Мы вышли на набережную. С реки тянуло сырой свежестью. Серые тусклые волны одна за другой лениво припадали к песку, откатывались и снова надвигались на берег. Отдыхающих на пляже казалось мало. Возможно, потому, что накануне по местному радио объявили, что в воде обнаружена какая-то зараза и лучше, мол, не купаться. Люди в основном загорали, играли в волейбол, а некоторые, устав лежать, прогуливались по набережной, ничуть не смущаясь, что из одежды на них лишь купальные принадлежности.
— О, вон шашлыки жарят, — обрадовалась Лена. — Пойдем туда! Я голодная как дикий зверь и мечтаю с урчанием вгрызться в кусок мяса.
— Да! Заморил ты, Павел, девушку. Ай-яй-яй! — услышал я за спиной знакомый голос.
Дартишвили в синих плавках, высокий, с грудью, поросшей черными волосами, лучезарный, выглядел эдаким пляжным плейбоем.
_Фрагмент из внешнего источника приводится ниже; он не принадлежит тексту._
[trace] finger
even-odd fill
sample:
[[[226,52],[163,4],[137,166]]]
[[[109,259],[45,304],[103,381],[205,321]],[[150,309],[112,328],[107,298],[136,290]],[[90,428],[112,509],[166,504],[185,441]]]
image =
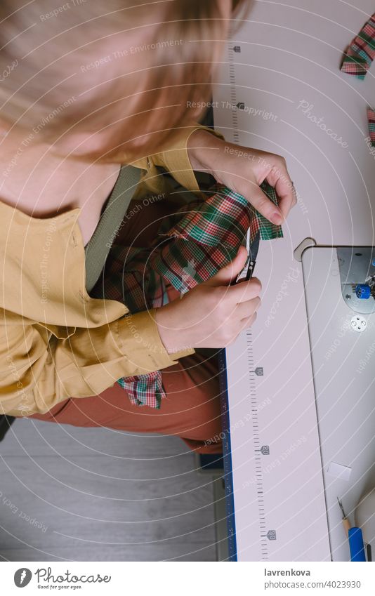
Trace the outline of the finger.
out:
[[[287,168],[287,164],[280,158],[266,176],[267,182],[273,186],[278,197],[279,207],[285,219],[291,208],[296,204],[296,191]]]
[[[251,317],[261,307],[261,303],[259,296],[251,298],[251,300],[246,300],[245,302],[241,302],[239,304],[237,304],[235,310],[235,314],[239,321],[242,321],[242,319]]]
[[[244,246],[239,246],[235,258],[225,267],[220,269],[211,279],[204,282],[206,286],[228,286],[235,279],[242,271],[247,259],[247,251]]]
[[[256,180],[242,180],[236,184],[236,191],[247,199],[266,219],[276,225],[282,223],[284,213],[281,208],[268,198]]]
[[[243,331],[244,329],[247,329],[249,327],[251,327],[255,322],[256,321],[257,313],[254,312],[254,314],[251,314],[251,317],[246,317],[246,319],[242,319],[241,321],[241,331]]]
[[[256,298],[261,293],[262,284],[258,277],[252,277],[247,282],[239,282],[229,288],[226,293],[226,300],[231,300],[233,305],[240,304]]]

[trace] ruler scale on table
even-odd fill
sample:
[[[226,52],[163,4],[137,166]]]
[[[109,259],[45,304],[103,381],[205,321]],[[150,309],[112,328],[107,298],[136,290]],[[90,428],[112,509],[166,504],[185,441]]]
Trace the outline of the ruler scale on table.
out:
[[[229,77],[230,81],[230,100],[232,106],[241,105],[237,100],[236,92],[236,81],[235,72],[234,65],[234,53],[239,52],[241,48],[239,46],[234,46],[233,44],[228,44],[228,64],[229,64]],[[235,48],[236,50],[235,51]],[[232,126],[233,142],[239,143],[239,132],[238,132],[238,117],[237,110],[232,110]],[[249,236],[247,241],[249,241]],[[249,249],[249,246],[248,246]],[[252,338],[251,329],[247,329],[246,334],[246,354],[242,355],[244,366],[247,367],[249,376],[249,397],[251,409],[252,428],[254,436],[254,471],[256,479],[256,501],[258,514],[259,519],[259,534],[260,534],[260,545],[261,552],[259,555],[260,560],[268,559],[268,544],[270,540],[276,539],[276,532],[274,529],[269,531],[266,526],[265,518],[265,507],[264,502],[264,490],[263,480],[262,472],[262,455],[261,454],[260,437],[259,437],[259,424],[258,419],[258,402],[256,397],[256,385],[254,380],[256,375],[254,364],[254,355],[252,348]],[[229,536],[229,552],[230,559],[233,561],[237,559],[237,546],[236,546],[236,531],[235,531],[235,520],[234,513],[234,495],[233,495],[233,480],[232,475],[232,458],[231,458],[231,444],[230,444],[230,420],[229,420],[229,408],[228,401],[228,379],[226,375],[226,358],[225,350],[223,350],[220,358],[221,373],[221,398],[223,410],[223,432],[225,434],[223,444],[224,444],[224,466],[225,466],[225,495],[226,495],[226,507],[227,507],[227,522],[228,527]],[[262,370],[263,373],[263,370]]]
[[[244,132],[242,128],[246,128],[246,126],[240,126],[240,114],[246,105],[242,98],[237,96],[235,73],[240,61],[235,56],[240,57],[244,48],[232,41],[228,51],[225,76],[229,77],[232,109],[223,117],[218,111],[218,120],[225,122],[224,133],[230,130],[233,142],[239,144]],[[246,89],[241,88],[246,94]],[[215,119],[215,123],[220,128],[220,121]],[[262,268],[265,267],[263,254],[268,253],[268,262],[273,258],[272,250],[270,243],[262,246],[258,258],[260,265],[257,265],[261,267],[261,277],[268,274]],[[281,260],[279,254],[283,254]],[[280,244],[279,248],[278,245],[275,258],[279,263],[272,276],[276,294],[284,283],[283,277],[291,270],[299,271],[300,265],[284,244]],[[301,275],[298,274],[289,286],[289,296],[303,296]],[[272,291],[269,296],[268,309],[275,300]],[[296,305],[289,299],[284,300],[279,315],[270,326],[259,329],[256,326],[255,345],[251,328],[241,333],[232,346],[223,350],[221,376],[230,559],[328,560],[329,545],[308,333],[298,331],[306,327],[304,300],[298,298]],[[286,378],[281,369],[276,372],[274,368],[279,360],[275,339],[284,331],[283,319],[293,321],[287,340],[293,356],[282,365],[289,371]],[[263,376],[264,359],[274,363],[266,376]],[[281,385],[275,383],[275,375],[279,376]],[[306,461],[318,470],[317,475],[311,477]],[[311,505],[309,499],[312,500]],[[318,518],[317,511],[320,512]]]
— До конца рабочего дня еще два часа, — бесцеремонно заметил Дартишвили. — Да! Целых два часа. А ты, Пал Василич, прогуливаешься тут с девушкой. Да! Еще и голодом ее моришь. А шашлык тут настоящий, рекомендую. Да!
Лена, хотя и слышала его, почему-то не оборачивалась. Она упорно смотрела в сторону шашлычной, а Дартишвили заливался соловьем, без конца повторял свое дурацкое «да!» и все пытался встать так, чтобы увидеть лицо моей спутницы. А Лена, каждый раз угадывая его движения, отворачивалась и, наконец, озорно прыснув, широко развела руки и обернулась:
— Ну, Отарик, вот и я! Не ожидал? Со свиданьицем!
Дартишвили просто остолбенел. Казалось, он не верил глазам своим. А Лена, посмеиваясь, припала к его питекантропичьей груди и тут же игриво оттолкнула его:
— Боже! Ты все такой же жаркий! Никогда, наверно, не остынешь.
— Где я? — вскричал Дартишвили. — Опять пляж. Да! Опять ты. Да! Но тут не Владивосток. Или Бог перенес меня туда? Мираж! Или правда?
— Только гора с горой не сходятся, — Лена легонько хлопнула его по накачанному мускулистому животу. — О, как барабан!
— Но что ты делаешь с Пал Василичем? — опомнился Дартишвили. — И почему ты тут?
— А ничего я с ним не делаю, — Лена лукаво скосила глаза на меня. — Мы в одном университете учились. Встреча однокурсников, так сказать. А я и не знала, что вы знакомы.
— Это она! — Дартишвили восторженно хлопнул меня по плечу. — Да! Она нашлась!
И тут я наконец понял, что женщина, о которой Отар рассказывал мне, вернувшись из отпуска, — Лена. Странно, но Дартишвили не называл ее имени. Будто бы она была для него просто женщиной, и звали ее — Женщина.
— Ты не женился? — спросила его Лена.
— Свободен как ветер, — Дартишвили влюбленно смотрел на нее и широко улыбался. — Может, мы вина выпьем, да? Сейчас я и шашлык организую, да? У меня библиотечный день, а Иванову надо в институт вернуться. Да, Паша?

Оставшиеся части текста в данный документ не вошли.